China's premier acknowledges foreign-exchange problem


China Plans How to Put
Huge Reserves to Better Use

From Reuters
Wednesday, September 6, 2006

BEIJING -- Premier Wen Jiabao said on Tuesday that China's foreign exchange reserves hoard had grown too fast, bloating money supply, but that the country was taking measures to make better use of its forex stockpile.

In an interview with Reuters and a small group of foreign media, Wen listed a series of steps China had taken to make better use of the reserves, which totaled $954.5 billion at the end of July, in order to ward off financial risks.

"It is true that the rapid and continued increase in China's foreign exchange reserves has caused the excessive buildup of foreign exchange reserves in the central bank and the oversupply of basic currency," Wen said.

"In view of this, we have given due consideration to the appropriate use of foreign exchange."

Wen said measures included increasing the imports of products and technology for China's reforms, and relaxed restraints on the use of foreign exchange by Chinese businesses and citizens.

China, like many countries, does not publish a breakdown of its reserves. Economists assume that around 70 percent is held in dollars, a proportion that some would like to see shrink to guard against a slide in the U.S. currency.

Some of the money had also gone into financing China's financial reforms, Wen said, in a reference to $60 billion of capital pumped into three of the Big Four state banks.

Economists said this and other moves had been necessary in the absence of measures to tackle the root cause of the reserves build-up -- a fat trade surplus and robust inflows of direct investment and speculative capital betting on a stronger yuan.

Wen said the big stash of reserves was a symbol of China's economic strength but acknowledged that it was also making life difficult for the central bank.

In order to hold down the value of the yuan, China's central bank buys most of the dollars flowing into the country and adds them to its reserves stockpile.
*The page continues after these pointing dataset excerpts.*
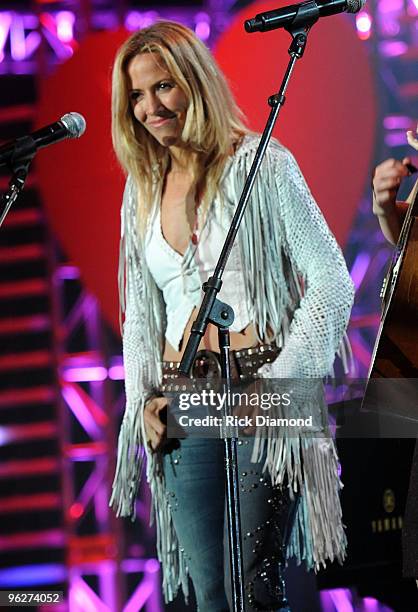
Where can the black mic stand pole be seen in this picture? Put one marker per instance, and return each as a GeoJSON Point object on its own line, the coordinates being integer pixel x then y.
{"type": "Point", "coordinates": [24, 152]}
{"type": "Point", "coordinates": [214, 311]}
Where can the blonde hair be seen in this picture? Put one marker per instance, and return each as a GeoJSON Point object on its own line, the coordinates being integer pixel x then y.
{"type": "Point", "coordinates": [213, 123]}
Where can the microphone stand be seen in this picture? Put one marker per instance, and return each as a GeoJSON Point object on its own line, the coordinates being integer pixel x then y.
{"type": "Point", "coordinates": [24, 152]}
{"type": "Point", "coordinates": [216, 312]}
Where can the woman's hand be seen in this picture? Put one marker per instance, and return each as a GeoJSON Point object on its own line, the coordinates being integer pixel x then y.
{"type": "Point", "coordinates": [412, 138]}
{"type": "Point", "coordinates": [386, 180]}
{"type": "Point", "coordinates": [156, 430]}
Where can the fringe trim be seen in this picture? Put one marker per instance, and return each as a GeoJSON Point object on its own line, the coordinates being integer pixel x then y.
{"type": "Point", "coordinates": [130, 461]}
{"type": "Point", "coordinates": [311, 467]}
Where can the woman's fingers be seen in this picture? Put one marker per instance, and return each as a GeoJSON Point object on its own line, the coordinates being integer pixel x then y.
{"type": "Point", "coordinates": [412, 139]}
{"type": "Point", "coordinates": [155, 428]}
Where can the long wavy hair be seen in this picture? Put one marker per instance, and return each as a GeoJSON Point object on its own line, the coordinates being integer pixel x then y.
{"type": "Point", "coordinates": [213, 125]}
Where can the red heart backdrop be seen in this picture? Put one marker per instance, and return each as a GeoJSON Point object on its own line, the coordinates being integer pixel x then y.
{"type": "Point", "coordinates": [328, 122]}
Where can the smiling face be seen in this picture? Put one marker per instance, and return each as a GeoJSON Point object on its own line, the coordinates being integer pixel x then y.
{"type": "Point", "coordinates": [157, 101]}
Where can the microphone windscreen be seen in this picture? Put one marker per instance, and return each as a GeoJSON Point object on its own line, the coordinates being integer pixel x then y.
{"type": "Point", "coordinates": [75, 124]}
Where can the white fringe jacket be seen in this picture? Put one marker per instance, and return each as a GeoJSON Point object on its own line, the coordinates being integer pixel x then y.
{"type": "Point", "coordinates": [285, 245]}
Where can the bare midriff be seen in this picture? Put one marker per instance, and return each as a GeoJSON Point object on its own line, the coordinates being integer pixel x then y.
{"type": "Point", "coordinates": [246, 338]}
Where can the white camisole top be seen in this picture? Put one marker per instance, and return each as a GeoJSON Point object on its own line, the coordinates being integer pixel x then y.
{"type": "Point", "coordinates": [180, 277]}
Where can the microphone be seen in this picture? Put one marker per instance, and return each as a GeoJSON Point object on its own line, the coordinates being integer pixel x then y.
{"type": "Point", "coordinates": [301, 14]}
{"type": "Point", "coordinates": [71, 125]}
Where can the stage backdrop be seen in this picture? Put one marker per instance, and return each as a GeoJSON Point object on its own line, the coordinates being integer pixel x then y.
{"type": "Point", "coordinates": [328, 123]}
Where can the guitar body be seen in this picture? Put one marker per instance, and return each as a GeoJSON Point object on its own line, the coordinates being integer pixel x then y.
{"type": "Point", "coordinates": [395, 353]}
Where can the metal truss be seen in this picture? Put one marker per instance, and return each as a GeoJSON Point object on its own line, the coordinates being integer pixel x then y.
{"type": "Point", "coordinates": [108, 571]}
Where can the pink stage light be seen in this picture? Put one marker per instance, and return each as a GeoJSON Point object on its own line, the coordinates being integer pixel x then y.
{"type": "Point", "coordinates": [76, 511]}
{"type": "Point", "coordinates": [65, 26]}
{"type": "Point", "coordinates": [86, 374]}
{"type": "Point", "coordinates": [364, 25]}
{"type": "Point", "coordinates": [17, 39]}
{"type": "Point", "coordinates": [5, 23]}
{"type": "Point", "coordinates": [393, 49]}
{"type": "Point", "coordinates": [202, 30]}
{"type": "Point", "coordinates": [116, 372]}
{"type": "Point", "coordinates": [397, 122]}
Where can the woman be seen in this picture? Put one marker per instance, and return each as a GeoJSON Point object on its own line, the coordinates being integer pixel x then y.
{"type": "Point", "coordinates": [386, 181]}
{"type": "Point", "coordinates": [180, 137]}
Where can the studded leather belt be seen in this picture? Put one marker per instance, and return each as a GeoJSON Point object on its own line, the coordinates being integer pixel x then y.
{"type": "Point", "coordinates": [207, 365]}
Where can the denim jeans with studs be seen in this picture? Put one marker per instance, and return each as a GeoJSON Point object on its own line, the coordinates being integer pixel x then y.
{"type": "Point", "coordinates": [195, 488]}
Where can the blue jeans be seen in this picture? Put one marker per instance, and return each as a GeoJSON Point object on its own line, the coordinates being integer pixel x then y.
{"type": "Point", "coordinates": [195, 487]}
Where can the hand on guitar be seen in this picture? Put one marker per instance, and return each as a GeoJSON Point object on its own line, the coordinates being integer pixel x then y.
{"type": "Point", "coordinates": [387, 178]}
{"type": "Point", "coordinates": [412, 138]}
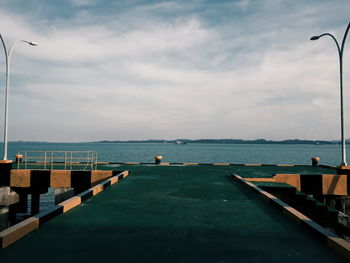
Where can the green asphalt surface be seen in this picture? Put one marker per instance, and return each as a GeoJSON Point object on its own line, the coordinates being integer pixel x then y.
{"type": "Point", "coordinates": [175, 214]}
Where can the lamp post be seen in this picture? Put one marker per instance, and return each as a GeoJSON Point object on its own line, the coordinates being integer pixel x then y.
{"type": "Point", "coordinates": [340, 53]}
{"type": "Point", "coordinates": [7, 60]}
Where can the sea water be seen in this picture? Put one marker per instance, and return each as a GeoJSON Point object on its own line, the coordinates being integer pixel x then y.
{"type": "Point", "coordinates": [189, 153]}
{"type": "Point", "coordinates": [194, 152]}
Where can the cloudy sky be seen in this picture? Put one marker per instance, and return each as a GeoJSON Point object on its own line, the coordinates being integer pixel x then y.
{"type": "Point", "coordinates": [120, 70]}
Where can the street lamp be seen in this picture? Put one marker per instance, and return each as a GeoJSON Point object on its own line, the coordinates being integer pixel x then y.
{"type": "Point", "coordinates": [340, 52]}
{"type": "Point", "coordinates": [7, 60]}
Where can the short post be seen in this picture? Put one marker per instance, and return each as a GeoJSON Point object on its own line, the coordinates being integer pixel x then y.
{"type": "Point", "coordinates": [19, 158]}
{"type": "Point", "coordinates": [158, 159]}
{"type": "Point", "coordinates": [315, 161]}
{"type": "Point", "coordinates": [35, 203]}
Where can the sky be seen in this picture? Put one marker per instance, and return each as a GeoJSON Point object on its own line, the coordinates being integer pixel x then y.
{"type": "Point", "coordinates": [135, 70]}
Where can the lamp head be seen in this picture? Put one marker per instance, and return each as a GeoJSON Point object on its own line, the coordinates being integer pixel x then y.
{"type": "Point", "coordinates": [32, 43]}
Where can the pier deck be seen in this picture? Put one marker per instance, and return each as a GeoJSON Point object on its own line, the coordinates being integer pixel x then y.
{"type": "Point", "coordinates": [175, 214]}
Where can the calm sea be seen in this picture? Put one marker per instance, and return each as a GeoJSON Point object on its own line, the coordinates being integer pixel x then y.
{"type": "Point", "coordinates": [198, 153]}
{"type": "Point", "coordinates": [201, 153]}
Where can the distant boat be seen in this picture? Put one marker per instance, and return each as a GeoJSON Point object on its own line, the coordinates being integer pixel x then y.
{"type": "Point", "coordinates": [179, 142]}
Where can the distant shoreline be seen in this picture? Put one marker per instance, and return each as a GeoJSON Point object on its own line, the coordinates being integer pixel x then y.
{"type": "Point", "coordinates": [230, 141]}
{"type": "Point", "coordinates": [206, 141]}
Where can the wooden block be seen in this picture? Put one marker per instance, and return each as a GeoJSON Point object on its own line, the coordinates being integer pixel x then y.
{"type": "Point", "coordinates": [70, 203]}
{"type": "Point", "coordinates": [334, 184]}
{"type": "Point", "coordinates": [19, 230]}
{"type": "Point", "coordinates": [291, 179]}
{"type": "Point", "coordinates": [97, 189]}
{"type": "Point", "coordinates": [98, 176]}
{"type": "Point", "coordinates": [60, 179]}
{"type": "Point", "coordinates": [114, 179]}
{"type": "Point", "coordinates": [339, 245]}
{"type": "Point", "coordinates": [20, 178]}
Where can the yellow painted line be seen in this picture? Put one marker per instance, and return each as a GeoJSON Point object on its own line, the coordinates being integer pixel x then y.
{"type": "Point", "coordinates": [70, 203]}
{"type": "Point", "coordinates": [97, 189]}
{"type": "Point", "coordinates": [125, 174]}
{"type": "Point", "coordinates": [114, 179]}
{"type": "Point", "coordinates": [294, 214]}
{"type": "Point", "coordinates": [260, 179]}
{"type": "Point", "coordinates": [19, 230]}
{"type": "Point", "coordinates": [268, 195]}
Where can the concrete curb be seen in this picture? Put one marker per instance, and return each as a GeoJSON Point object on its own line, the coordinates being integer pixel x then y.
{"type": "Point", "coordinates": [15, 232]}
{"type": "Point", "coordinates": [227, 164]}
{"type": "Point", "coordinates": [333, 241]}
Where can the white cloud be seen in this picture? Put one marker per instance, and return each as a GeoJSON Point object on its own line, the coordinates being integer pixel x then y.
{"type": "Point", "coordinates": [183, 76]}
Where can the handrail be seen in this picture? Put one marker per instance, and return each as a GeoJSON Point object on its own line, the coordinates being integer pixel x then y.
{"type": "Point", "coordinates": [58, 159]}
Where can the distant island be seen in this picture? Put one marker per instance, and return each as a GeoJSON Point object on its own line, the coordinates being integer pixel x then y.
{"type": "Point", "coordinates": [232, 141]}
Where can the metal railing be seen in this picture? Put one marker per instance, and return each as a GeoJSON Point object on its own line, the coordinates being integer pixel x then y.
{"type": "Point", "coordinates": [65, 160]}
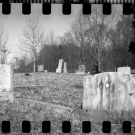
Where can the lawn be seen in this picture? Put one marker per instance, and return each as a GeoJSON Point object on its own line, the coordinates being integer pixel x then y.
{"type": "Point", "coordinates": [51, 97]}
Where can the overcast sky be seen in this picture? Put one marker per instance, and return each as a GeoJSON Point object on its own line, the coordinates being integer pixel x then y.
{"type": "Point", "coordinates": [57, 22]}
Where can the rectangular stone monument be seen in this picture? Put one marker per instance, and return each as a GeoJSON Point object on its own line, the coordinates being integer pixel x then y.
{"type": "Point", "coordinates": [59, 69]}
{"type": "Point", "coordinates": [40, 68]}
{"type": "Point", "coordinates": [133, 71]}
{"type": "Point", "coordinates": [81, 69]}
{"type": "Point", "coordinates": [125, 70]}
{"type": "Point", "coordinates": [65, 67]}
{"type": "Point", "coordinates": [109, 91]}
{"type": "Point", "coordinates": [6, 82]}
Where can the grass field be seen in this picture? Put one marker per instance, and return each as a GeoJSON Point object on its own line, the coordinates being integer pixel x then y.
{"type": "Point", "coordinates": [64, 90]}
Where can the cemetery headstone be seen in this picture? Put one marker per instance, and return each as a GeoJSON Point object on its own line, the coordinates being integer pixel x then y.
{"type": "Point", "coordinates": [65, 67]}
{"type": "Point", "coordinates": [109, 91]}
{"type": "Point", "coordinates": [45, 71]}
{"type": "Point", "coordinates": [59, 69]}
{"type": "Point", "coordinates": [133, 71]}
{"type": "Point", "coordinates": [6, 82]}
{"type": "Point", "coordinates": [81, 69]}
{"type": "Point", "coordinates": [27, 74]}
{"type": "Point", "coordinates": [40, 68]}
{"type": "Point", "coordinates": [95, 70]}
{"type": "Point", "coordinates": [125, 70]}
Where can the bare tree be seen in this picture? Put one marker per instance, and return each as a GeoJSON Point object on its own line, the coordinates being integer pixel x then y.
{"type": "Point", "coordinates": [98, 27]}
{"type": "Point", "coordinates": [78, 32]}
{"type": "Point", "coordinates": [51, 39]}
{"type": "Point", "coordinates": [4, 51]}
{"type": "Point", "coordinates": [33, 38]}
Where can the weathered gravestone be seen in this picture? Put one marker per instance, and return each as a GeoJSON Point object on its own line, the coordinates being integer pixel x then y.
{"type": "Point", "coordinates": [40, 68]}
{"type": "Point", "coordinates": [133, 71]}
{"type": "Point", "coordinates": [6, 83]}
{"type": "Point", "coordinates": [81, 69]}
{"type": "Point", "coordinates": [59, 69]}
{"type": "Point", "coordinates": [126, 70]}
{"type": "Point", "coordinates": [65, 68]}
{"type": "Point", "coordinates": [109, 91]}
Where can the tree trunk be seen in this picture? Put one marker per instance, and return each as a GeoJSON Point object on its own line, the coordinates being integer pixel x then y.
{"type": "Point", "coordinates": [34, 69]}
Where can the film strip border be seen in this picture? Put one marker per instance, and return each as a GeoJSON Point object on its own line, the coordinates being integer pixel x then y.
{"type": "Point", "coordinates": [66, 10]}
{"type": "Point", "coordinates": [66, 127]}
{"type": "Point", "coordinates": [69, 1]}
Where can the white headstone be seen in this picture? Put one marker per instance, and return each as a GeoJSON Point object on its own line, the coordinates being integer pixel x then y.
{"type": "Point", "coordinates": [6, 82]}
{"type": "Point", "coordinates": [125, 70]}
{"type": "Point", "coordinates": [45, 71]}
{"type": "Point", "coordinates": [81, 69]}
{"type": "Point", "coordinates": [107, 91]}
{"type": "Point", "coordinates": [59, 69]}
{"type": "Point", "coordinates": [65, 67]}
{"type": "Point", "coordinates": [40, 68]}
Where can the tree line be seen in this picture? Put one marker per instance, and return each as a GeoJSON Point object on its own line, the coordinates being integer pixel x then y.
{"type": "Point", "coordinates": [92, 39]}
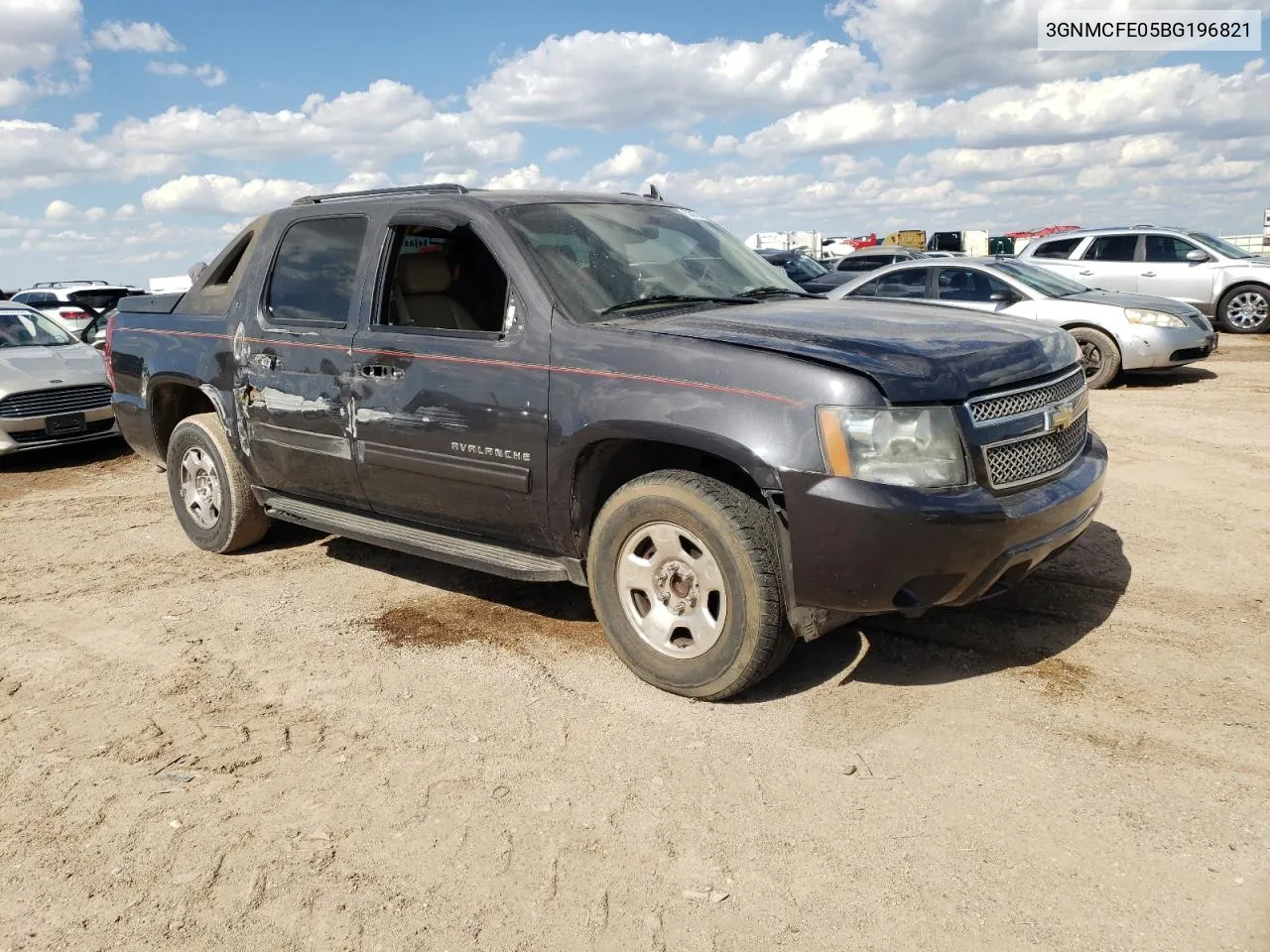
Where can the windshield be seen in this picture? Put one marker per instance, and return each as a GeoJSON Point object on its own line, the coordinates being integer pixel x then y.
{"type": "Point", "coordinates": [1218, 245]}
{"type": "Point", "coordinates": [597, 255]}
{"type": "Point", "coordinates": [1040, 280]}
{"type": "Point", "coordinates": [30, 329]}
{"type": "Point", "coordinates": [803, 268]}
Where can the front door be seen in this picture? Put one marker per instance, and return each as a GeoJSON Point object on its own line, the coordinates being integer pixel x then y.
{"type": "Point", "coordinates": [294, 367]}
{"type": "Point", "coordinates": [449, 408]}
{"type": "Point", "coordinates": [1166, 272]}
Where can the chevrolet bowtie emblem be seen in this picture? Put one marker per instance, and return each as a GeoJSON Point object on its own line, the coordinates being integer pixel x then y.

The yuan it prints to pay for the dollars swells the money supply.

The yuan has risen a further 2.18 percent since it was revalued by 2.1 percent against the dollar in July 2005 and untethered from a dollar peg to float within managed bands.

The yuan is now at its highest level since the revaluation, but economists say the currency would have to rise much further to help reduce China's balance-of-payments surplus.

Wen ruled out a dramatic shift, however, promising instead to let the currency keep gradually rising in value.